(The opinions expressed do not necessarily reflect those of Bloomberg.)
By Edward Nawotka
Oct. 12 (Bloomberg) -- Kim Ponders is a major in the U.S. Air Force who flew E-3 AWAC surveillance planes during the 1991 Gulf War. She uses that experience as the basis for her debut novel, ``The Art of Uncontrolled Flight'' (HarperCollins, 181 pages, $19.95).
The main character is Captain Annie Viola Shaw, an Air Force Academy graduate who becomes an E-3 co-pilot during the first Gulf War. As a 5-year-old, Annie learns the ``elements of flight'' from her father Roc, himself a decorated pilot, and becomes enamored with his war stories about Korea and Vietnam. After Annie's mother dies in a fire started by a smoldering cigarette, father and daughter bounce between Roc's lovers in Boston and Texas until Annie escapes into the Air Force, marriage and, eventually, war.
Chapters jump back and forth in time, introducing us to the rest of Annie's E-3 crew: Bear, a banjo-strumming Baptist navigator; Killer, the misogynist radar operator; and Jago, the pilot and Annie's wartime lover. They build camaraderie in strip clubs, during SCUD missile attacks and in combat, where Annie's affair with Jago indirectly results in their plane getting shot down and her winning the Distinguished Flying Cross.
Ponders's message that ``the trick to being a woman in the military was to make yourself stand out, but only in a way that would leave them speechless to do everything twice as well'' isn't especially new. Fortunately, Annie is not reduced to a mere mouthpiece, and Ponders portrays her convincingly as a daughter, wife and lover, as well as a military officer.
Phil's Reign
George Saunders's ``The Brief and Frightening Reign of Phil'' (Riverhead, 134 pages, $13) is unlike anything else you're likely to read this year. Part Dr. Seuss, part George Orwell, it's a surreal political parable about a pair of nations, Inner Horner and Outer Horner, that are populated by men, machines and plants fighting over the limited land resources.
Outer Horner is a spacious country that surrounds Inner Horner, a country ``so small it could contain only one Inner Hornerite'' at a time. One day, Inner Horner is struck by an earthquake that makes it three-quarters smaller and forces some of the Inner Hornerites into Outer Horner territory. Phil, a middle-aged ``slightly bitter nobody,'' rallies the Outer Horner militia to view it as an invasion and push them back.
Megaphones, Clavicles
Urged on by sycophants, including a media described as ``squat little men with detachable megaphones growing out of their clavicles,'' Phil soon seizes power and imposes martial law.
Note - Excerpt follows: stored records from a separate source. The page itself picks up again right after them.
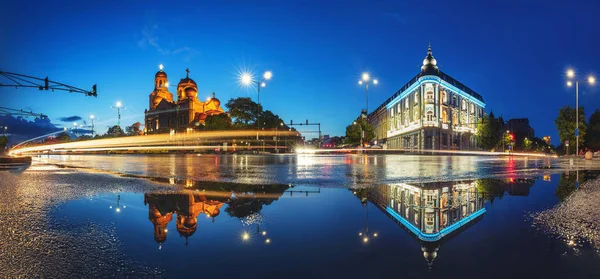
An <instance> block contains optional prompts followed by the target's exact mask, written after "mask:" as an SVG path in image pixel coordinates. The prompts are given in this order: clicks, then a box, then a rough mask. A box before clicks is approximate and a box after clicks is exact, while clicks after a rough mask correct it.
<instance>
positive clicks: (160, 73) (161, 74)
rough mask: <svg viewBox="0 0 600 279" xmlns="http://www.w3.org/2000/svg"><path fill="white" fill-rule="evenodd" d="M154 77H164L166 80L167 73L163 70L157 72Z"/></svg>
mask: <svg viewBox="0 0 600 279" xmlns="http://www.w3.org/2000/svg"><path fill="white" fill-rule="evenodd" d="M154 77H155V78H157V77H164V78H166V77H167V73H165V72H163V70H160V71H158V72H156V75H154Z"/></svg>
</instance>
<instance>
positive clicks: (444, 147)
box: [368, 46, 485, 150]
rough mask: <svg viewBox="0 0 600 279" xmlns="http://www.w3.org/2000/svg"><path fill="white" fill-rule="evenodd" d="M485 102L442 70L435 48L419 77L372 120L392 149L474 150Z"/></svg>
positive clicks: (377, 112) (375, 134)
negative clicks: (439, 62) (477, 128)
mask: <svg viewBox="0 0 600 279" xmlns="http://www.w3.org/2000/svg"><path fill="white" fill-rule="evenodd" d="M484 108H485V103H484V101H483V97H481V95H479V94H478V93H476V92H475V91H473V90H471V89H470V88H468V87H467V86H465V85H463V84H462V83H460V82H458V81H457V80H455V79H454V78H452V77H450V76H448V75H447V74H445V73H444V72H442V71H441V70H439V69H438V67H437V61H436V60H435V58H433V54H432V51H431V46H430V47H429V49H428V50H427V57H425V59H424V60H423V66H422V67H421V72H420V73H418V74H417V75H416V76H415V77H414V78H413V79H411V80H410V81H409V82H408V83H406V84H405V85H404V86H403V87H402V88H401V89H400V90H398V92H396V93H395V94H394V95H393V96H391V97H390V98H388V99H387V100H386V101H385V102H383V103H382V104H381V105H380V106H379V107H378V108H377V109H375V110H374V111H373V112H371V113H370V114H369V115H368V121H369V123H370V124H371V125H372V126H373V128H374V129H375V138H374V140H377V141H379V142H386V143H387V146H388V147H389V148H405V149H414V150H420V149H474V148H476V146H477V142H476V138H475V132H476V123H477V122H478V121H479V120H480V119H481V118H482V117H483V115H484V112H483V109H484Z"/></svg>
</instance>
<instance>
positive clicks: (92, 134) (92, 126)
mask: <svg viewBox="0 0 600 279" xmlns="http://www.w3.org/2000/svg"><path fill="white" fill-rule="evenodd" d="M94 118H95V117H94V115H93V114H91V115H90V119H91V120H92V137H94Z"/></svg>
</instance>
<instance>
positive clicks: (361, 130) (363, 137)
mask: <svg viewBox="0 0 600 279" xmlns="http://www.w3.org/2000/svg"><path fill="white" fill-rule="evenodd" d="M352 124H354V125H358V127H359V128H360V147H361V148H362V146H363V138H364V137H365V131H363V129H362V126H361V125H360V124H359V123H356V121H354V122H353V123H352Z"/></svg>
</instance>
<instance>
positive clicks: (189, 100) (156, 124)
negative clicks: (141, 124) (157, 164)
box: [145, 65, 225, 134]
mask: <svg viewBox="0 0 600 279" xmlns="http://www.w3.org/2000/svg"><path fill="white" fill-rule="evenodd" d="M189 73H190V71H189V70H187V69H186V75H185V78H183V79H181V80H180V81H179V84H178V85H177V100H174V99H173V94H172V93H171V92H169V87H168V86H169V85H168V84H169V80H168V78H167V73H165V72H164V71H163V70H162V65H161V68H160V70H159V71H158V72H157V73H156V75H154V91H152V93H151V94H150V98H149V99H150V103H149V109H147V110H146V111H145V125H146V126H145V133H148V134H157V133H169V132H170V131H171V130H175V131H185V130H186V129H188V128H192V129H197V128H199V127H200V125H202V124H204V120H205V119H206V117H207V116H209V115H218V114H222V113H225V112H224V111H223V109H222V108H221V106H220V105H221V102H220V101H219V99H217V98H215V93H213V95H212V97H209V98H208V99H207V100H206V102H202V101H200V100H199V99H198V86H197V85H196V82H195V81H194V80H193V79H191V78H190V77H189Z"/></svg>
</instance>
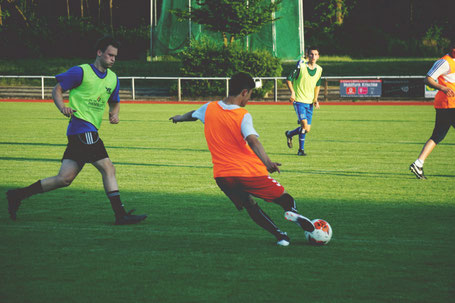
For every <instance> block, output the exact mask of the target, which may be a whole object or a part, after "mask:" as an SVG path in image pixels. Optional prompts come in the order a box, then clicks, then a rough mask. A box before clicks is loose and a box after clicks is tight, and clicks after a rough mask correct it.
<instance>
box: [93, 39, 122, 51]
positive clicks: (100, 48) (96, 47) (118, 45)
mask: <svg viewBox="0 0 455 303" xmlns="http://www.w3.org/2000/svg"><path fill="white" fill-rule="evenodd" d="M109 45H112V46H113V47H115V48H119V47H120V42H118V41H117V40H115V39H114V37H112V36H110V35H106V36H104V37H102V38H100V39H98V41H96V44H95V51H98V50H101V51H102V52H103V53H104V52H105V51H106V49H107V47H108V46H109Z"/></svg>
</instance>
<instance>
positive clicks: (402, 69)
mask: <svg viewBox="0 0 455 303" xmlns="http://www.w3.org/2000/svg"><path fill="white" fill-rule="evenodd" d="M436 59H437V58H371V59H355V58H351V57H346V56H345V57H340V56H321V58H320V60H319V64H320V65H321V66H322V67H323V68H324V76H403V75H404V76H405V75H417V76H418V75H425V74H426V72H427V71H428V70H429V69H430V68H431V66H432V65H433V63H434V61H435V60H436ZM91 61H92V60H87V59H39V60H37V59H23V60H4V59H0V75H45V76H54V75H56V74H58V73H62V72H64V71H66V70H67V69H68V68H70V67H71V66H74V65H79V64H82V63H90V62H91ZM295 63H296V62H295V61H283V63H282V66H283V73H282V76H287V75H288V74H289V72H290V71H291V70H292V68H294V66H295ZM180 66H181V63H180V61H177V60H171V59H167V60H161V61H153V62H146V61H145V60H129V61H123V60H121V58H119V60H117V62H116V63H115V66H114V68H113V69H114V71H115V72H116V73H117V74H118V75H119V76H124V77H128V76H150V77H151V76H156V77H176V76H178V75H179V69H180ZM0 81H1V82H0V83H2V84H8V83H9V84H16V83H18V82H19V83H21V82H20V81H22V82H23V81H24V80H2V79H0ZM29 81H30V80H29Z"/></svg>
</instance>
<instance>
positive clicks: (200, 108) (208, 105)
mask: <svg viewBox="0 0 455 303" xmlns="http://www.w3.org/2000/svg"><path fill="white" fill-rule="evenodd" d="M209 103H210V102H209ZM209 103H206V104H204V105H202V106H201V107H199V109H197V110H195V111H194V113H193V114H192V115H191V116H192V117H193V118H196V119H199V120H201V122H202V123H205V112H206V110H207V106H209Z"/></svg>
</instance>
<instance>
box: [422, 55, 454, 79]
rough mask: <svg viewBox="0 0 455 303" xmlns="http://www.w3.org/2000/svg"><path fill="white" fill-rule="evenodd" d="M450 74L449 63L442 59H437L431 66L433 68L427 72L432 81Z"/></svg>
mask: <svg viewBox="0 0 455 303" xmlns="http://www.w3.org/2000/svg"><path fill="white" fill-rule="evenodd" d="M449 73H450V66H449V62H447V61H446V60H444V59H439V60H438V61H436V62H435V63H434V65H433V67H432V68H431V69H430V70H429V71H428V73H427V76H429V77H431V78H433V80H435V81H437V80H438V78H439V76H441V75H447V74H449Z"/></svg>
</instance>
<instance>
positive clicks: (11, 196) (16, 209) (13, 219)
mask: <svg viewBox="0 0 455 303" xmlns="http://www.w3.org/2000/svg"><path fill="white" fill-rule="evenodd" d="M6 199H7V200H8V212H9V217H10V218H11V220H14V221H15V220H16V212H17V211H18V209H19V206H20V205H21V200H20V199H19V197H17V191H16V190H8V191H7V192H6Z"/></svg>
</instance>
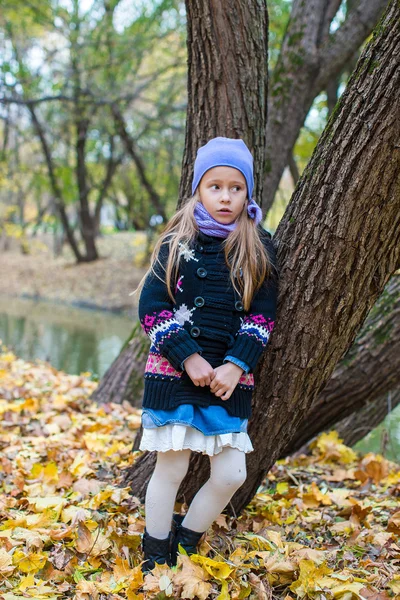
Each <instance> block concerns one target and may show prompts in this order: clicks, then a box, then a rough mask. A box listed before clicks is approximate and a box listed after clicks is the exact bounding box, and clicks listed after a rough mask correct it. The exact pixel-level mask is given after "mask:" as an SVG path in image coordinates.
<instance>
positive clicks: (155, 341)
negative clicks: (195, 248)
mask: <svg viewBox="0 0 400 600" xmlns="http://www.w3.org/2000/svg"><path fill="white" fill-rule="evenodd" d="M168 254H169V243H168V242H164V243H163V244H162V246H161V248H160V251H159V253H158V259H159V261H160V262H158V261H157V260H156V261H155V263H154V270H155V272H156V274H157V275H158V276H159V277H161V278H162V279H163V280H164V279H165V273H166V265H167V260H168ZM160 263H161V265H160ZM159 277H157V276H156V275H154V273H152V272H150V273H149V274H148V275H147V277H146V279H145V282H144V285H143V288H142V292H141V294H140V298H139V305H138V314H139V321H140V324H141V326H142V329H143V330H144V332H145V333H146V335H147V336H148V337H149V338H150V340H151V347H150V351H151V350H152V349H153V350H155V351H158V352H160V354H162V356H164V357H165V358H166V359H167V360H168V361H169V362H170V363H171V365H172V366H173V367H174V368H175V369H176V370H178V371H179V370H181V365H182V362H183V361H184V360H185V359H186V358H188V357H189V356H190V355H191V354H194V353H195V352H198V353H199V354H202V352H203V349H202V348H201V346H199V344H198V343H197V342H196V340H194V339H193V338H192V337H191V335H190V334H189V332H188V331H186V329H185V328H184V327H183V326H182V325H181V324H180V323H179V322H178V321H177V319H176V318H175V316H174V311H173V302H172V301H171V299H170V297H169V296H168V290H167V286H166V284H165V282H164V281H161V280H160V279H159Z"/></svg>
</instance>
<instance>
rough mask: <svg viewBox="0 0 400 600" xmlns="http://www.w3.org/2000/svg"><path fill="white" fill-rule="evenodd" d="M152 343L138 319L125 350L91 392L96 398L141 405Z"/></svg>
mask: <svg viewBox="0 0 400 600" xmlns="http://www.w3.org/2000/svg"><path fill="white" fill-rule="evenodd" d="M149 347H150V343H149V340H148V338H147V336H145V334H144V333H143V331H142V328H141V326H140V322H139V321H137V322H136V324H135V327H134V328H133V330H132V332H131V335H130V336H129V338H128V340H127V341H126V342H125V344H124V345H123V347H122V349H121V352H120V353H119V355H118V356H117V358H116V359H115V360H114V362H113V363H112V365H111V366H110V367H109V369H107V371H106V373H105V374H104V375H103V377H102V379H101V381H100V383H99V385H98V387H97V388H96V390H95V391H94V392H93V394H92V395H91V399H92V400H93V402H98V403H99V404H101V403H104V402H115V403H116V404H122V402H123V401H124V400H126V401H127V402H129V403H130V404H131V405H132V406H139V403H140V402H141V398H142V396H143V372H144V367H145V364H146V359H147V355H148V352H149Z"/></svg>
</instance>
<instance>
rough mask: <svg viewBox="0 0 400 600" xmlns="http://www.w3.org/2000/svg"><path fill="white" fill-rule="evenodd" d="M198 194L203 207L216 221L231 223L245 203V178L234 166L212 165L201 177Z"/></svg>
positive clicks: (199, 184)
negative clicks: (205, 209) (198, 192)
mask: <svg viewBox="0 0 400 600" xmlns="http://www.w3.org/2000/svg"><path fill="white" fill-rule="evenodd" d="M199 194H200V201H201V203H202V204H203V206H204V208H205V209H206V210H207V211H208V212H209V213H210V215H211V216H212V217H213V218H214V219H215V220H216V221H218V222H219V223H225V224H229V223H233V221H235V220H236V219H237V217H238V216H239V215H240V213H241V212H242V210H243V208H244V207H245V204H246V197H247V186H246V179H245V178H244V175H243V173H241V171H239V170H238V169H235V168H234V167H226V166H220V167H213V168H212V169H209V170H208V171H206V172H205V173H204V175H203V177H202V178H201V180H200V184H199ZM224 209H225V212H223V210H224Z"/></svg>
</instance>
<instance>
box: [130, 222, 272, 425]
mask: <svg viewBox="0 0 400 600" xmlns="http://www.w3.org/2000/svg"><path fill="white" fill-rule="evenodd" d="M260 235H261V236H262V240H263V243H264V245H265V249H266V251H268V253H269V255H270V258H271V261H272V265H273V267H275V266H276V259H275V256H276V255H275V250H274V247H273V245H272V242H271V235H270V234H269V233H268V232H265V230H260ZM180 250H181V258H182V260H181V261H180V266H179V272H178V274H177V284H176V286H175V288H176V291H177V292H179V294H178V296H176V295H175V302H173V301H172V299H171V298H170V297H169V295H168V292H167V288H166V285H165V283H164V281H163V279H164V278H165V270H166V265H167V260H168V253H169V243H168V242H165V243H163V244H162V245H161V247H160V253H159V257H158V258H159V261H158V262H157V264H156V265H155V273H150V274H149V276H148V278H147V279H146V282H145V284H144V286H143V289H142V293H141V296H140V300H139V306H138V312H139V319H140V323H141V325H142V328H143V330H144V332H145V333H146V334H147V335H148V337H149V338H150V341H151V345H150V351H149V356H148V361H147V363H146V368H145V373H144V380H145V385H144V394H143V401H142V406H143V408H152V409H161V410H165V409H167V408H174V407H176V406H179V405H181V404H185V403H189V404H197V405H198V406H210V405H221V406H224V407H225V409H226V410H227V411H228V412H229V414H231V415H235V416H240V417H241V418H248V417H249V416H250V415H251V399H252V392H253V389H254V375H253V373H254V370H255V367H256V365H257V363H258V360H259V358H260V356H261V354H262V352H263V351H264V349H265V346H266V345H267V342H268V339H269V337H270V334H271V332H272V329H273V327H274V323H275V315H276V304H277V291H278V288H277V280H276V278H275V277H272V276H271V278H268V279H266V280H265V282H263V284H262V285H261V287H260V288H259V290H258V291H257V292H256V294H255V295H254V297H253V298H252V302H251V307H250V310H249V311H246V312H244V309H243V304H242V302H241V298H240V296H239V295H238V294H237V291H236V290H234V288H233V286H232V284H231V282H230V279H229V271H228V269H227V267H226V264H225V261H224V253H223V250H222V246H221V240H220V239H216V238H213V237H212V236H207V235H205V234H204V235H203V234H202V232H199V233H198V235H197V238H196V239H195V240H194V241H192V243H191V247H190V248H188V247H187V246H186V245H185V244H183V245H182V247H181V248H180ZM155 275H156V276H155ZM183 281H184V285H183ZM194 353H198V354H200V355H202V356H203V358H205V360H207V361H208V362H210V364H212V366H213V367H214V368H215V367H217V366H218V365H222V364H223V363H224V362H226V360H229V359H232V362H235V361H236V364H238V363H241V364H245V365H247V368H246V370H247V372H246V371H243V372H242V373H241V377H240V380H239V382H238V384H237V385H236V387H235V389H234V390H233V392H232V395H231V396H230V398H229V399H228V400H221V398H219V397H217V396H215V394H213V393H212V392H211V390H210V389H209V387H208V386H203V387H202V386H196V385H195V384H194V383H193V382H192V381H191V379H190V377H189V376H188V374H187V373H186V371H185V369H184V365H183V363H184V361H185V360H186V358H188V357H189V356H191V355H192V354H194ZM228 357H229V358H228ZM239 366H240V364H239Z"/></svg>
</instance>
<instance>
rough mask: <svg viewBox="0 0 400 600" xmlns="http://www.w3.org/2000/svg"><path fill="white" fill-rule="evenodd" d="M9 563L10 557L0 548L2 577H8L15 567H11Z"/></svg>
mask: <svg viewBox="0 0 400 600" xmlns="http://www.w3.org/2000/svg"><path fill="white" fill-rule="evenodd" d="M11 563H12V558H11V556H10V555H9V554H8V552H6V551H5V550H4V548H0V573H1V574H2V575H9V574H10V573H12V572H13V571H14V569H15V567H13V566H12V564H11Z"/></svg>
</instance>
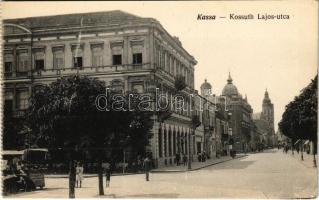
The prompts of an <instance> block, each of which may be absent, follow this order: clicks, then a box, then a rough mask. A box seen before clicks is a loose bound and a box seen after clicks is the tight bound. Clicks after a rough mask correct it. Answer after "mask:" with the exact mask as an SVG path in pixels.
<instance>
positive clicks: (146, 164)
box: [143, 156, 151, 181]
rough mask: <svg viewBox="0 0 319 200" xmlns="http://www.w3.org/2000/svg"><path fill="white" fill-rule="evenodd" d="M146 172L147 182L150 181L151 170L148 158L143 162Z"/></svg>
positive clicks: (144, 169)
mask: <svg viewBox="0 0 319 200" xmlns="http://www.w3.org/2000/svg"><path fill="white" fill-rule="evenodd" d="M143 166H144V170H145V175H146V181H149V173H150V169H151V160H150V159H149V158H148V156H146V158H145V159H144V162H143Z"/></svg>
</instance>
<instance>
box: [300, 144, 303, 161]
mask: <svg viewBox="0 0 319 200" xmlns="http://www.w3.org/2000/svg"><path fill="white" fill-rule="evenodd" d="M300 150H301V160H303V144H302V143H301V147H300Z"/></svg>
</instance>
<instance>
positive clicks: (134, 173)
mask: <svg viewBox="0 0 319 200" xmlns="http://www.w3.org/2000/svg"><path fill="white" fill-rule="evenodd" d="M245 156H247V154H246V155H245V154H237V155H236V157H235V158H232V157H230V156H223V157H221V158H219V159H216V158H214V159H209V160H206V162H198V161H195V162H192V169H191V170H188V169H187V165H186V166H184V165H179V166H176V165H172V166H168V167H161V168H158V169H153V170H151V173H167V172H185V171H194V170H199V169H202V168H205V167H209V166H211V165H216V164H219V163H223V162H227V161H230V160H234V159H238V158H242V157H245ZM134 174H144V172H137V173H124V174H123V173H114V174H112V176H126V175H134ZM83 176H84V178H91V177H97V174H84V175H83ZM68 177H69V175H68V174H46V175H45V178H68Z"/></svg>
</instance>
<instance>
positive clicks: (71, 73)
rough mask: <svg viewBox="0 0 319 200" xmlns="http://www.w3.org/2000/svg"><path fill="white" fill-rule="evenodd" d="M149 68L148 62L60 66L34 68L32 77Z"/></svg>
mask: <svg viewBox="0 0 319 200" xmlns="http://www.w3.org/2000/svg"><path fill="white" fill-rule="evenodd" d="M148 69H151V64H150V63H144V64H123V65H107V66H86V67H81V68H74V67H68V68H61V69H53V68H52V69H43V70H34V71H33V73H32V75H33V77H41V76H56V75H72V74H76V73H80V74H82V73H83V74H96V73H116V72H123V71H136V70H148ZM30 75H31V72H30V71H27V72H16V75H15V76H14V74H12V73H10V74H9V73H8V74H7V73H5V77H6V78H14V77H23V76H24V77H28V76H30Z"/></svg>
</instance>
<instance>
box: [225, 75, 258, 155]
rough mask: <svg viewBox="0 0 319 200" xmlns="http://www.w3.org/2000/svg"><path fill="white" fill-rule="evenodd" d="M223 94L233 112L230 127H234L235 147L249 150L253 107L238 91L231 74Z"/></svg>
mask: <svg viewBox="0 0 319 200" xmlns="http://www.w3.org/2000/svg"><path fill="white" fill-rule="evenodd" d="M222 96H225V97H226V104H227V109H228V110H229V112H230V113H231V117H230V127H231V129H232V137H233V141H234V144H233V148H234V150H236V151H237V152H245V151H248V150H249V148H248V147H249V143H250V140H251V135H252V132H253V128H254V127H253V126H254V125H253V120H252V113H253V109H252V108H251V106H250V104H249V103H248V100H247V96H245V98H243V97H242V95H241V94H240V93H239V92H238V90H237V87H236V86H235V85H234V84H233V79H232V78H231V76H230V74H229V76H228V79H227V84H226V85H225V86H224V88H223V91H222Z"/></svg>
He surrounds Inner Horner with a ``Peace Encouraging Enclosure'' and begins ``disassembling'' all who are disloyal to him.
Saunders, author of the short story collections ``Pastoralia'' and ``CivilWarLand in Bad Decline,'' may be the most widely read experimental fiction writer in America. His latest book may sound crazy, but once you're finished, it all somehow makes sense.
`Sweet and Vicious'
``Sweet and Vicious'' (Dial Press, 212 pages, $14) by David Schickler, describes the odd-coupling of God-fearing, Wisconsin farm girl Grace McGlone and thug Henry Dante.
Dante has stolen Los Planetos de Don Canto -- $40 million worth of diamonds named for and cut to look like the planets, from Chicago mob boss Honey Probrinkis. With McGlone, he flees across the Great Plains in a pickup truck, pursued by Probrinkis's minions.
Frustrating the mobsters' efforts to get the rocks back, the duo gives away the diamonds to people they encounter as a kind of penance for their previous sins. How McGlone and Dante dispense with each of the diamonds creates a discreet story of its own and leads to a confrontation with preacher Bertram Block, who raped McGlone as a 15-year-old during one of his God's Will Revivals.
As with his best-selling short story collection, ``Kissing in Manhattan,'' Schickler creates a series of bold, almost cartoon-like characters, among them ``the Adam Smith of the black-market ice trade from Moscow to Mayberry'' who is addicted to eating blueberries soaked in red wine.
Schickler's irreverent intermingling of sex, religion and crime is both provocative and funny.